Materials and methods

Definition of the study population. The descriptive research was conducted in a total group of 76 pregnant women with vulvovaginitis symptoms (burning, itching, swelling, vaginal discharge, dyspareunia, odor) who were attending the external gynecological consultation at Clinica Maternidad Rafael Calvo (Maternal Clinic Rafael Calvo) in Cartagena de Indias (Colombia), from June to December 2014. Exclusion criteria included: no pregnancy, be younger than 16 years old, and vaginal bleeding. Comorbidities questionnaire for the study population was made according to scientific literature [1,8,10,11] .

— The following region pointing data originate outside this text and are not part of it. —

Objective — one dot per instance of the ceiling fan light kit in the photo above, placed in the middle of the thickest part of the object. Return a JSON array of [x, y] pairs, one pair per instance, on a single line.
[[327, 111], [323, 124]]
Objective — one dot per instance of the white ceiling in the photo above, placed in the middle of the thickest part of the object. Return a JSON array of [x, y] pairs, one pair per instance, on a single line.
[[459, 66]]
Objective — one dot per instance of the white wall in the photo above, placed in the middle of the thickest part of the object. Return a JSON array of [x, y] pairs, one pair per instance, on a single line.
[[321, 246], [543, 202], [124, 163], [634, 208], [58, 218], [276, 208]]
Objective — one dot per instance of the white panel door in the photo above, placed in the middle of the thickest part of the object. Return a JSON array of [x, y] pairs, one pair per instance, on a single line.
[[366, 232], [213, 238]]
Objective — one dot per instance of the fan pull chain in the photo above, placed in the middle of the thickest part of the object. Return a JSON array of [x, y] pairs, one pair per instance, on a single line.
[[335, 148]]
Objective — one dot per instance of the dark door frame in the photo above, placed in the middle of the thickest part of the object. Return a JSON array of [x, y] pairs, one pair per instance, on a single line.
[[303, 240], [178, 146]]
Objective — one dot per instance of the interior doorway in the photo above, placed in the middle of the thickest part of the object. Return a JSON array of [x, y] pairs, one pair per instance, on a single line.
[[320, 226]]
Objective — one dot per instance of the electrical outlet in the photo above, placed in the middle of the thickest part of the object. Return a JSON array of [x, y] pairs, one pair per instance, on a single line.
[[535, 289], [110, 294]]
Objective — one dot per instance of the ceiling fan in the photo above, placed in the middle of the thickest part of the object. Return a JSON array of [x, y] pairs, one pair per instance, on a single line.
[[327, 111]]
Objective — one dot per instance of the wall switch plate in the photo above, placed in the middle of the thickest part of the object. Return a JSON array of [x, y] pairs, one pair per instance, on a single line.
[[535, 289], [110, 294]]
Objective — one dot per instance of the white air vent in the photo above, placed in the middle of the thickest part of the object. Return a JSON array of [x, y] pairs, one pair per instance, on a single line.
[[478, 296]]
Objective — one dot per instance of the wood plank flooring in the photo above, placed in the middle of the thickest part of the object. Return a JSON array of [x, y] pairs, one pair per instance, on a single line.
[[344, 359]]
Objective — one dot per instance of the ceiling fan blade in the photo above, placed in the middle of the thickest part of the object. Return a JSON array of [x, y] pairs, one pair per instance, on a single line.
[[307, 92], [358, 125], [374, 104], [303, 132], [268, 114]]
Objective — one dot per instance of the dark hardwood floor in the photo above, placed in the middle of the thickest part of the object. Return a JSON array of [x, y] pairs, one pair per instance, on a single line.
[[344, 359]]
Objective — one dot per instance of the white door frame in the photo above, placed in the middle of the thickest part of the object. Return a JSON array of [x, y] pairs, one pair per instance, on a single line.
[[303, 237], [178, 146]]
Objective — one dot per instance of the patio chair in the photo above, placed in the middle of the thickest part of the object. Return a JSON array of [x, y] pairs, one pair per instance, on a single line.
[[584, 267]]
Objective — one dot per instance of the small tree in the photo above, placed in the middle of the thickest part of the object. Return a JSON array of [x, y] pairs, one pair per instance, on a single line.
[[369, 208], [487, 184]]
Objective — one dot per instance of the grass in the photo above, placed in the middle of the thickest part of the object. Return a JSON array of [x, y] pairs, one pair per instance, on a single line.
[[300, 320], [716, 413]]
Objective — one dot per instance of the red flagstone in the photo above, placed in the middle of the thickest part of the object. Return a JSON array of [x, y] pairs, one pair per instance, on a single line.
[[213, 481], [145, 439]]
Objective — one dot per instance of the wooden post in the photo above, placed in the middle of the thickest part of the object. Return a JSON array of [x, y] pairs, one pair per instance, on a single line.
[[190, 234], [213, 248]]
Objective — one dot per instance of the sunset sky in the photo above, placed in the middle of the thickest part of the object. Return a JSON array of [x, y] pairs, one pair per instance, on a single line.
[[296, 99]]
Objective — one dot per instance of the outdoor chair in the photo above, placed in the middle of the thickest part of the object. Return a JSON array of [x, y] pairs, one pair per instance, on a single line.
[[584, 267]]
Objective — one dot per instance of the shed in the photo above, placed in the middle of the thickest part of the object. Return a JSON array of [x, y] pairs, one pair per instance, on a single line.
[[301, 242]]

Sampling: Patients were explained in detail about the objectives, the sampling and the relevance of the study. Patients agreed to sign informed consent, freely and without any financial compensation. The patient samples were taken by medical specialist in gynecology, using a swab and a speculum according to referenced by García-Heredia et al. [9]. Two swabs were taken; one spread on two slides and the other was placed in sterile sodium chloride solution (0.9%). Slides were properly transported in the shortest possible time to the Mycology Laboratory of the School of Medicine at Cartagena University.

Sample processing. Samples were processed for direct examination, Gram and Giemsa stains to evaluate the presence of fungal, bacterial and parasitic structures, inflammatory cells, and clue cells, pH measurement and Whiff test [12,13]. The criteria used to describe the vaginal biota were as follows: normal: when Lactobacillus spp. was predominant and almost no other morphotype were present; intermediate: when Lactobacillus morphotype are scarce and others may be scarcely observed; and association with infectious process: when predominated bacterial, yeast or parasites morphotype and Lactobacillus were not observed [14,15]. Amsel’s criteria for the diagnosis of bacterial vaginosis were used. These criteria include the presence of a homogeneous vaginal discharge; positive Whiff test, vaginal pH > 4.5 and observation of “Clue cells” in the direct examination of vaginal smears (12). The diagnosis of VVC was established according to the observation of blastoconidia, pseudohyphae or hyphae on direct examination of vaginal discharge and also positive culture of the sample [8,16]. It was identified as colonizing Candida spp. when the direct examination was negative and the culture was positive [8,16]. Bacterial vaginosis and candidiasis diagnosed in the same patient were classified as mixed infections.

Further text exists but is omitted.